Não se trata, obviamente, de dizer que os problemas dos países latino-americanos foram resolvidos. Se as ditaduras andam um tanto fora de moda, sabemos que em muitos casos as tragédias se agravaram. O que soa datado em primeiro lugar é o prisma de Callado, “político” num sentido mecanicista. Aquilo que o leva a considerar, por exemplo, um livro menor de Julio Cortázar (“Livro de Manuel”) a obra “mais importante” do escritor argentino apenas por ter guerrilheiros como personagens e um seqüestro político como tema.
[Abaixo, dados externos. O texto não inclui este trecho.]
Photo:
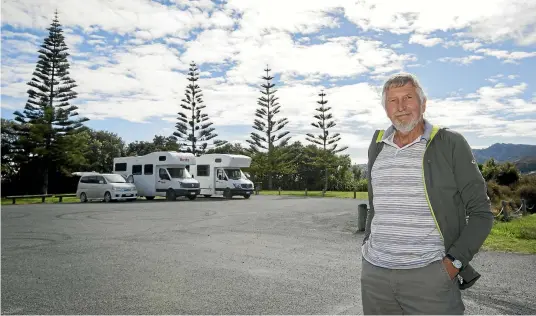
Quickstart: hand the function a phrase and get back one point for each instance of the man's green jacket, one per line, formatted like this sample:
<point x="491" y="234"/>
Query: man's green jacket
<point x="456" y="193"/>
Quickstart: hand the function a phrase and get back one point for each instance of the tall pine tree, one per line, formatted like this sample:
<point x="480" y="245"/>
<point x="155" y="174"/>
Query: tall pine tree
<point x="193" y="127"/>
<point x="271" y="138"/>
<point x="48" y="119"/>
<point x="327" y="142"/>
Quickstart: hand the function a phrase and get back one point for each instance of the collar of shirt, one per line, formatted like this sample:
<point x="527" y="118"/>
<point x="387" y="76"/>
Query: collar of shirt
<point x="390" y="133"/>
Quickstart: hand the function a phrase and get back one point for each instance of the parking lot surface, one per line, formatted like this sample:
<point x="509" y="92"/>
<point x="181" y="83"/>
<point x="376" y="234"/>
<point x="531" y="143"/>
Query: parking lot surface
<point x="265" y="255"/>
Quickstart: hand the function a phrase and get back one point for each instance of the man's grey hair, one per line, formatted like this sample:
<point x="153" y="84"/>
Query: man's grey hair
<point x="399" y="80"/>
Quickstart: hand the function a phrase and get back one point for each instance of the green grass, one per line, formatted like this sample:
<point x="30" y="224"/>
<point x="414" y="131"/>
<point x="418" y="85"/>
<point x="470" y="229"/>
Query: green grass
<point x="518" y="235"/>
<point x="336" y="194"/>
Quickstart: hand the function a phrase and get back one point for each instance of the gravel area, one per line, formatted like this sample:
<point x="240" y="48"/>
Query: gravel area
<point x="265" y="255"/>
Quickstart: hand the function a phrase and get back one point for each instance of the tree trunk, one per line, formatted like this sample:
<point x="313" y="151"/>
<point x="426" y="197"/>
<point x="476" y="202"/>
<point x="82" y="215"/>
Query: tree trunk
<point x="326" y="180"/>
<point x="270" y="175"/>
<point x="44" y="189"/>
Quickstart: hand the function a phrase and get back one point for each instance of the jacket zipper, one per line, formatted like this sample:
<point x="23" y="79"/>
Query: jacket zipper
<point x="426" y="191"/>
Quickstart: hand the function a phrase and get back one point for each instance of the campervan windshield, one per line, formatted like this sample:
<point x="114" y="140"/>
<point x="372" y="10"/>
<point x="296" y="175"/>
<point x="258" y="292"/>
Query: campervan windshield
<point x="114" y="178"/>
<point x="235" y="174"/>
<point x="179" y="173"/>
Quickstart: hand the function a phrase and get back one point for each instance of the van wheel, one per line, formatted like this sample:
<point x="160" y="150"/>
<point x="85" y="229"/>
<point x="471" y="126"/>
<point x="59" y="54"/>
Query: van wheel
<point x="170" y="195"/>
<point x="107" y="197"/>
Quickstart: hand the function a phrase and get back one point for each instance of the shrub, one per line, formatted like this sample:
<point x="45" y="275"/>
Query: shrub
<point x="527" y="192"/>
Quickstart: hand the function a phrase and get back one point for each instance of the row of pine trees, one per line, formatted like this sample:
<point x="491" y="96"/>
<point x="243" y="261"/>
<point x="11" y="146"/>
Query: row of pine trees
<point x="47" y="132"/>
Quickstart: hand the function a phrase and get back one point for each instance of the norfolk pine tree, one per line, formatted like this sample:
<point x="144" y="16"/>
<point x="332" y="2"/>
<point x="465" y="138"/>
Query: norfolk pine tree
<point x="48" y="119"/>
<point x="323" y="139"/>
<point x="193" y="127"/>
<point x="271" y="137"/>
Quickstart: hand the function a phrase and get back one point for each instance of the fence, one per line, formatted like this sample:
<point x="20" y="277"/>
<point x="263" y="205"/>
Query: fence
<point x="507" y="214"/>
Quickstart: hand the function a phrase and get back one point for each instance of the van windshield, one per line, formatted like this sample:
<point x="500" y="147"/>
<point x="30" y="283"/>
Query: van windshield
<point x="179" y="173"/>
<point x="234" y="174"/>
<point x="114" y="178"/>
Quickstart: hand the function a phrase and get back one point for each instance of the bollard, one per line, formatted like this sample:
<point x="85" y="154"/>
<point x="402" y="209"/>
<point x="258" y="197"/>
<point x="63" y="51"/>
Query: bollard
<point x="506" y="216"/>
<point x="362" y="211"/>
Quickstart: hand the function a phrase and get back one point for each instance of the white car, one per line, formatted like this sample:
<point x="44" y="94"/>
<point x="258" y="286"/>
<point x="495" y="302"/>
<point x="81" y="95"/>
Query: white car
<point x="106" y="187"/>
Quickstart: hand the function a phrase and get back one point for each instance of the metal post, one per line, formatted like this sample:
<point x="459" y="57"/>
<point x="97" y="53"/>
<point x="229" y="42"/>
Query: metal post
<point x="362" y="211"/>
<point x="506" y="216"/>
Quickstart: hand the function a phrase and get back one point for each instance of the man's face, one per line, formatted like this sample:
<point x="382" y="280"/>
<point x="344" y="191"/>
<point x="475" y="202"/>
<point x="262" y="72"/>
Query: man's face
<point x="402" y="107"/>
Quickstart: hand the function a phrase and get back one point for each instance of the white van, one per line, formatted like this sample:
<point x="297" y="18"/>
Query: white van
<point x="104" y="186"/>
<point x="161" y="173"/>
<point x="220" y="174"/>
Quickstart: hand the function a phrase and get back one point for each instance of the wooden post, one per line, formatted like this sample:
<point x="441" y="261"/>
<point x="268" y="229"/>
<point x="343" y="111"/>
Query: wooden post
<point x="506" y="216"/>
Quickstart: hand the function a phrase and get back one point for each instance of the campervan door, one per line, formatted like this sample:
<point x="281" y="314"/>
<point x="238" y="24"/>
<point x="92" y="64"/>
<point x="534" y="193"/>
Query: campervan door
<point x="142" y="173"/>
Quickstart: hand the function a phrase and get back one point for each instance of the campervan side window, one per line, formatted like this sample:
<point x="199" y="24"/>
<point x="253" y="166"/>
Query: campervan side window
<point x="136" y="169"/>
<point x="148" y="169"/>
<point x="203" y="170"/>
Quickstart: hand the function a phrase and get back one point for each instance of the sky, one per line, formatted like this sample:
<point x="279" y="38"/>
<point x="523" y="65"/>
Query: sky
<point x="475" y="60"/>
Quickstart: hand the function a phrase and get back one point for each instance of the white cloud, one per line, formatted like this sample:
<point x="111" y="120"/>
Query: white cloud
<point x="493" y="20"/>
<point x="466" y="60"/>
<point x="424" y="41"/>
<point x="507" y="56"/>
<point x="139" y="79"/>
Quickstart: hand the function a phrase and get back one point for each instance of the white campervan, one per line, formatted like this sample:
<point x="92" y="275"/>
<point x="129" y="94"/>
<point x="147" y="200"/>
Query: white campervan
<point x="220" y="174"/>
<point x="162" y="173"/>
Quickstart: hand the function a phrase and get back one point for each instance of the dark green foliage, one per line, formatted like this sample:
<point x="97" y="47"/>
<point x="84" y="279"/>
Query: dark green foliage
<point x="194" y="128"/>
<point x="270" y="136"/>
<point x="48" y="119"/>
<point x="326" y="141"/>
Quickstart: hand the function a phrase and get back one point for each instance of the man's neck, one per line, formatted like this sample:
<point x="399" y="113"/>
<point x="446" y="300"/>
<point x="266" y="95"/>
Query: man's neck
<point x="403" y="139"/>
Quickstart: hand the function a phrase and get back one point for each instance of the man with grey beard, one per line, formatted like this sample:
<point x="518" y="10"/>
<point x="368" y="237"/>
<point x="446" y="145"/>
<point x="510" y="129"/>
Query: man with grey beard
<point x="429" y="211"/>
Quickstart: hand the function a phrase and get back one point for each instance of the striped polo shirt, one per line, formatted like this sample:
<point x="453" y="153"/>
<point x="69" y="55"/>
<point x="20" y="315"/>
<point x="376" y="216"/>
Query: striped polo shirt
<point x="403" y="232"/>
Não é só. Envelheceu também tudo o que a lente “revolucionária” de Callado focaliza. Quer dizer que nós, latino-americanos, temos uma vitalidade literária que o mundo reconhece? Era modismo, passou. E em nosso continente os que “pensam” e os que “sofrem” estão confluindo para um mesmo caminho? Era otimismo, feneceu. Todos os nossos romances pregam a revolta porque livros suaves e etéreos não iriam mesmo convencer nenhum leitor? Talvez se possa dizer que ocorre o contrário. E o que seria, aliás, um romance que “prega a revolta”? Será que Callado levaria sua visão da literatura como subproduto da política ao extremo de ser hoje um fã de Ferréz?
Publicadas agora pela primeira vez, pode-se até especular se, permanecendo inéditas, essas três conferências não prestariam melhor serviço a Antonio Callado – um romancista eminentemente político, mas nada ingênuo ou simplista. Não duvido, mas nesse caso perderíamos um curioso documento de época.
16 Comentários
São Nelson Rodrigues, santo padroeiro dos reacionários e amigão de Callado dizia deste: “É um doce radical”.
Bons tempos em que os comunistas podiam ser doces e radicais ao mesmo tempo. Ficou o doce, o escritor talentoso e finou-se o radical, o comuna deslumbrado.
Hoje em dia Antônio Callado seria apenas mais um idiota coletivo.
Ou seja, que pena que o Saramago não morreu há 15 anos atrás!
fã de Ferréz é dose, hein?! Melhor estar morto mesmo… Só o seu amigo de blog Xico Sá que acha que aquilo que o Ferréz produz é bem escrito…
Antônio Callado não é apenas um ensaísta deplorável, completamente ultrapassado, mas também um romancista medíocre, cuja sobrevivência deve-se apenas a seu “esquerdismo” meio estalinista. Daqui a alguns anos será tão lembrado como Tito Battini, um “esquerdista” super-popular sessenta anos atrás… Sic transit gloria sinistrae…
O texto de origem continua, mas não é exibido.